When they’ve finished their coffees, he takes the stairs down from the newsroom. There’s the chance he might fall and get a nice bleed going in his stomach so the nurses’ll swoon over him. Mitchell emerges into air that tastes like tyres. There’s no one to pick him up or do up his seatbelt for him, and his bandage isn’t even blimmin necessary any more.

He drives to the gym and puts his bandages in the rubbish and dabs at the black scab that runs from his belly button to his knee until you can hardly see it. He’s onto unpaid sick days now. Fuck it. He has to ask, like, three guys before someone agrees to spar with him, this dumb cunt who works as a shearer. ‘C’mon, I got the jaw for it don’t I?’ He thumps his blunt chin. Mitchell winces as he crawls into the ring, then explodes, thrashing and swinging. His concealer and foundation melts and runs into his eyes and he doesn’t see a big hook heading for his ribs. He feels a bit of piss leak out of his willy. His guts throb like a worried heart. He tells the shearer to stop saying sorry. I’s only havin a breather. Caught me off guard, is all. He sits in the corner, bites off his glove and unravels a zigzag of stitching from his fingers. He can’t remember the number for the life insurance guys, so he phones directory listings and they put him through and, what do you know, it doesn’t cost that much to extend his life insurance to young Bronson. For himself? He’s got hardly any coverage left at all. Oh, his lawyer’ll deal with that, sure as sure can be.
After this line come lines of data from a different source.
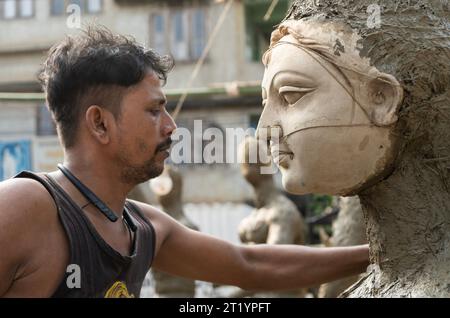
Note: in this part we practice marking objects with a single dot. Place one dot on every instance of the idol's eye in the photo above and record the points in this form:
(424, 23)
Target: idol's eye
(292, 94)
(264, 96)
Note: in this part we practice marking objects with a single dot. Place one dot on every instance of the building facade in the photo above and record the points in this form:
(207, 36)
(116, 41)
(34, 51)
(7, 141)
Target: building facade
(224, 95)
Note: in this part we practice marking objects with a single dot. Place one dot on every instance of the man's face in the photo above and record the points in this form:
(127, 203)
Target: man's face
(328, 145)
(144, 130)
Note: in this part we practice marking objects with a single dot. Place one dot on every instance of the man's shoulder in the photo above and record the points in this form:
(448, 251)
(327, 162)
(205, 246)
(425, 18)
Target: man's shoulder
(22, 199)
(148, 210)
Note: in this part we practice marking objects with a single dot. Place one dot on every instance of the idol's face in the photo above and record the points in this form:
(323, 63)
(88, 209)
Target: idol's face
(327, 142)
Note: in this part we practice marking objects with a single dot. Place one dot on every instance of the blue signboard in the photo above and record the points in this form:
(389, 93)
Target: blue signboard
(15, 156)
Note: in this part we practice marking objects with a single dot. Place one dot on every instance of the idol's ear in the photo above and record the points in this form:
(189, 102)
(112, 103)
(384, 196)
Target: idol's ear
(385, 96)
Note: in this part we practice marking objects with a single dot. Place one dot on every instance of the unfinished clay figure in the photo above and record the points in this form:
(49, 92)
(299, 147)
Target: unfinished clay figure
(276, 219)
(167, 188)
(348, 229)
(365, 110)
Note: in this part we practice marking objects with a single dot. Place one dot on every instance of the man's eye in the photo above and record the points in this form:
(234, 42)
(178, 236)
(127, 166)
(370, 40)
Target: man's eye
(155, 112)
(292, 95)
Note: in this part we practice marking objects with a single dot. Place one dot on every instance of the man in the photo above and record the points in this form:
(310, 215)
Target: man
(58, 233)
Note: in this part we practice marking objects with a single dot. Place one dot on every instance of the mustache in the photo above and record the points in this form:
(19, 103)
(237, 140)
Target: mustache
(164, 145)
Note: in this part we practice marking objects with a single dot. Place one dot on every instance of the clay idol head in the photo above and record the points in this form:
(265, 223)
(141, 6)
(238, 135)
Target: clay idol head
(328, 113)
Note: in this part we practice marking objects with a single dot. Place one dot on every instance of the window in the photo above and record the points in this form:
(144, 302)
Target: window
(58, 7)
(13, 9)
(180, 32)
(198, 33)
(26, 8)
(94, 6)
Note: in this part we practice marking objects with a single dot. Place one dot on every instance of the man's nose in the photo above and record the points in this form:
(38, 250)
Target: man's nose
(169, 125)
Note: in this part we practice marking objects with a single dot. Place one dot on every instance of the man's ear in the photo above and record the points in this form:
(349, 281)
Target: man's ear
(385, 96)
(98, 122)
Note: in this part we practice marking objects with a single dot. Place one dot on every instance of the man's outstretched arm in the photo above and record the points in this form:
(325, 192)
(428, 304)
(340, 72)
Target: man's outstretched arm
(187, 253)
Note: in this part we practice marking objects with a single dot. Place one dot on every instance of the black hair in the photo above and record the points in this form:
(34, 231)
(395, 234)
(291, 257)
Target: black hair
(95, 67)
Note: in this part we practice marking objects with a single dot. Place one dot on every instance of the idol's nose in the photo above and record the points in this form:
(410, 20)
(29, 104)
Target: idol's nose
(269, 129)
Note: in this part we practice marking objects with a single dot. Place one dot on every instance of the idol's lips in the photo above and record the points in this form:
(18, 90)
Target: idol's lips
(281, 157)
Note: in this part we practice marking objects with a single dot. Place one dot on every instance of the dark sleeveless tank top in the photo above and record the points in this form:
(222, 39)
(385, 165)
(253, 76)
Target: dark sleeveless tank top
(103, 272)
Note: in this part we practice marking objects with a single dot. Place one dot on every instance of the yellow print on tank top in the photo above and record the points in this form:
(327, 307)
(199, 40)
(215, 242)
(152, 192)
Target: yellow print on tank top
(118, 290)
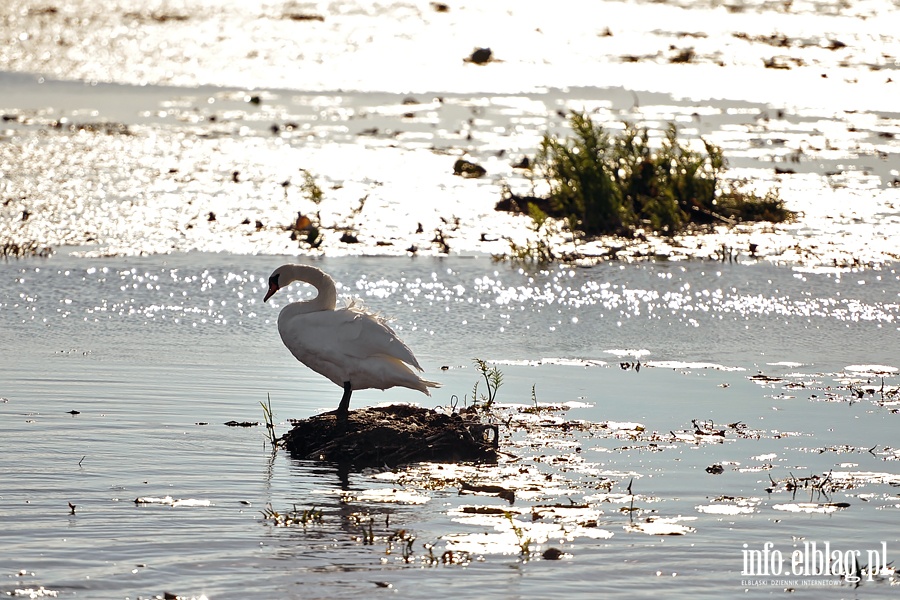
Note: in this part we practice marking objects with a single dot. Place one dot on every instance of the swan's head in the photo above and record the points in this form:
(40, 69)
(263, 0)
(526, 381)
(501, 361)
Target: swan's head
(273, 285)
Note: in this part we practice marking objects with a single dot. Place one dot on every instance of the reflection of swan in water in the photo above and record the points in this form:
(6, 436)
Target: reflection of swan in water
(350, 346)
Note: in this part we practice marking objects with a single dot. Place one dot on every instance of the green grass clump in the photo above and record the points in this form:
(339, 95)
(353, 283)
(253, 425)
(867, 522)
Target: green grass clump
(605, 184)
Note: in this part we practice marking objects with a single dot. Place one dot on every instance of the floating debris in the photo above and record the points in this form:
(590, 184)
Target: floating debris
(169, 501)
(661, 526)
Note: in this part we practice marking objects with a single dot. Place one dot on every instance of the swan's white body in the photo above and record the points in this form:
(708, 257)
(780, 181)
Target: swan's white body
(350, 346)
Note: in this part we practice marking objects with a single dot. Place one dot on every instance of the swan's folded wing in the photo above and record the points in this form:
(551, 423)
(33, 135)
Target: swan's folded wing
(365, 335)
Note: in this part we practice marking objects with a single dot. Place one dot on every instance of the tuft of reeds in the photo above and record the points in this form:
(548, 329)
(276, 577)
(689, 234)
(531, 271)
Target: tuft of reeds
(269, 417)
(613, 184)
(493, 379)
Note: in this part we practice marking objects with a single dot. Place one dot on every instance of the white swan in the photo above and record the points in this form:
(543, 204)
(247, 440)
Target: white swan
(350, 346)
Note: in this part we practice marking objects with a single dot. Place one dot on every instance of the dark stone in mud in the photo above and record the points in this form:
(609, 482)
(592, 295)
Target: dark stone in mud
(480, 56)
(468, 169)
(393, 435)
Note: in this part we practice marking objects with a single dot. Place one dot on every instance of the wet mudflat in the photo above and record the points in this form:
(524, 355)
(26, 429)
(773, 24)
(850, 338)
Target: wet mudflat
(688, 425)
(651, 477)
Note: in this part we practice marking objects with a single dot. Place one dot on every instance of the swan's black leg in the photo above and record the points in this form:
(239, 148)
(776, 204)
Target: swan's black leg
(344, 407)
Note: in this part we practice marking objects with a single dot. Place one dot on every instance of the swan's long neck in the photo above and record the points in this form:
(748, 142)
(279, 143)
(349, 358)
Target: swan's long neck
(325, 299)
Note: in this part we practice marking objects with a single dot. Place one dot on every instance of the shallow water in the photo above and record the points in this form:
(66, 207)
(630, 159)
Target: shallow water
(127, 127)
(157, 352)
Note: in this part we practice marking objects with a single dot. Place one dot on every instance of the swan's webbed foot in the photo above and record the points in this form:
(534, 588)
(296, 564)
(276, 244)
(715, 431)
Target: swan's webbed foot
(343, 409)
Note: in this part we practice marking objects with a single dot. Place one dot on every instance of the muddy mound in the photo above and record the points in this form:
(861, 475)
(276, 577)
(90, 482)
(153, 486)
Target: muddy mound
(394, 435)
Fit as a fiddle, Mitchell is. Wait and see.


Mitchell is in hospital for ten extra days. He keeps reminding the nurses they never said it wasn’t safe to box again. It’s their fault he’s here. Ski keeps coming in to borrow his credit card to buy ciggies. Not cheap ones, neither—always Bensons. Then, on the final day, when Mitchell gets a transfusion of fresh blood and antitoxins and wonders who the heck is paying for the gooey stuff goin into him, Ski limps in—not even wheeling anymore—with three male strippers dressed as nurses—BLOKES!—and balloons and bottles of liquor from European kingdoms and they handcuff him to the bed and party around Mitchell until he pulls a sheet over his head and sends Ski a text message. He can hear the bulge in Ski’s pants vibrating. Ski takes out his phone and shows the male MALE MALE MALE FUCKIN MALE strippers and cackles until he touches his back and goes and sweet-talks the nurse into giving him a palmful of morphine capsules, leaving Mitchell hiding under a sheet so he doesn’t have to see three men with superior muscles checking the time on their phones.

Leisha is angled like a 7 in the door frame, filming on her Galaxy. Her hips stick out. They feel good in a man’s hand. Her favourite food is brie cheese. Her old man’s favourite team is Wolverhampton. Her hair used to taste of strawberry, from that shampoo he took ages choosing at the pharmacy.